Os petistas devem olhar atentamente para o que ocorreu no Paraguai, pois os fatos deixam claro que nenhuma aliança com os partidos burgueses pode servir aos interesses da classe trabalhadora. Eles são inimigos de classe e querem destruir a luta e a organização da classe trabalhadora. O PT aliar-se com Maluf e companhia só pode desarmar e desmoralizar os trabalhadores. É preciso romper a coalizão com os partidos burgueses e se apoiar na classe trabalhadora e em suas organizações para governar. Isso é o que fortalecerá a nossa luta e enfraquecerá a direita.
O resultado da conciliação de classe
O vento revolucionário na América Latina, que tem se desenvolvido há mais de uma década não evoluiu em nenhum dos países, até o momento, para o rompimento da ordem capitalista e a tomada do poder pela classe trabalhadora. Até mesmo na Venezuela a política reformista tem impedido o avanço da revolução. A burguesia, se não é derrotada definitivamente, se rearticula, se fortalece, para voltar e derrotar o processo revolucionário.
Lugo foi eleito pela Aliança Patriótica para a Mudança uma frente de partidos de esquerda que acabou agregando também partidos de direita, como o Partido Liberal Radical Autêntico (PLRA) que indicou o vice na chapa, Federico Franco. Lugo foi fazendo concessões cada vez maiores ao PLRA e inclusive ao partido derrotado nas urnas, o Partido Colorado. Após os acontecimentos em Curuguaty, Lugo removeu o Ministro do Interior, Carlos Filizzola, e colocou em seu lugar Rubén Candia, dirigente do Partido Colorado.
Ao se aliar à burguesia e não à classe trabalhadora, ele foi construindo seu destino. Os partidos aliados votaram pela sua condenação e o vice, Franco, assumiu seu posto. Ao invés de condenar o golpe e chamar o povo às ruas, a primeira reação de Lugo foi aceitar a decisão do Senado. Depois recorreu à Suprema Corte que é toda colorada e liberal e que obviamente indeferiu o recurso e declarou o golpe legal. Por fim, finalmente classificou a ação como um golpe e formou um gabinete para apenas “monitorar” o novo governo, ao invés de formar um governo paralelo e chamar o povo às ruas para derrubar os golpistas.
A saída que interessa à classe trabalhadora paraguaia está em sua organização e mobilização. Os partidos de esquerda que compõem a Frente Guasú, os sindicatos, em especial a CUT-Autêntica e o movimento camponês sem-terra têm a tarefa de organizar a resistência chamando a criação de comitês de base contra o golpe e organizando uma greve geral para colocar o novo governo na parede.
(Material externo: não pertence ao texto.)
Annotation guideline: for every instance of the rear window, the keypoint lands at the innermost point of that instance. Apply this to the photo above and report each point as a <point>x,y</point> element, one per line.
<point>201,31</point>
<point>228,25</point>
O golpe “constitucional” colocou forte e abertamente a necessidade da luta por uma Assembleia Constituinte Soberana para varrer esse Congresso reacionário, a Corte Suprema golpista e o presidente usurpador, e estabelecer a verdadeira democracia com um governo responsável frente ao povo, abrindo caminho para a construção de novas instituições em que o próprio povo decidirá a forma e o conteúdo.
Mas, o caminho é a mobilização e a organização independente. Nenhuma ilusão em instituições da burguesia como Unasul, MERCOSUL ou outras pode substituir a única força real capaz de derrotar os golpistas e abrir caminho para a verdadeira democracia que é o povo trabalhador e suas organizações. Evidentemente Lugo não está a altura desta tarefa. Os trabalhadores devem confiar somente em suas próprias forças e construir a organização marxista capaz de ir à vitória. As manifestações massivas que se seguem desde a última quinta-feira demonstram que existe disposição do povo paraguaio para lutar e resistir.
Toda solidariedade aos trabalhadores paraguaios! Abaixo o golpe! Fora Franco!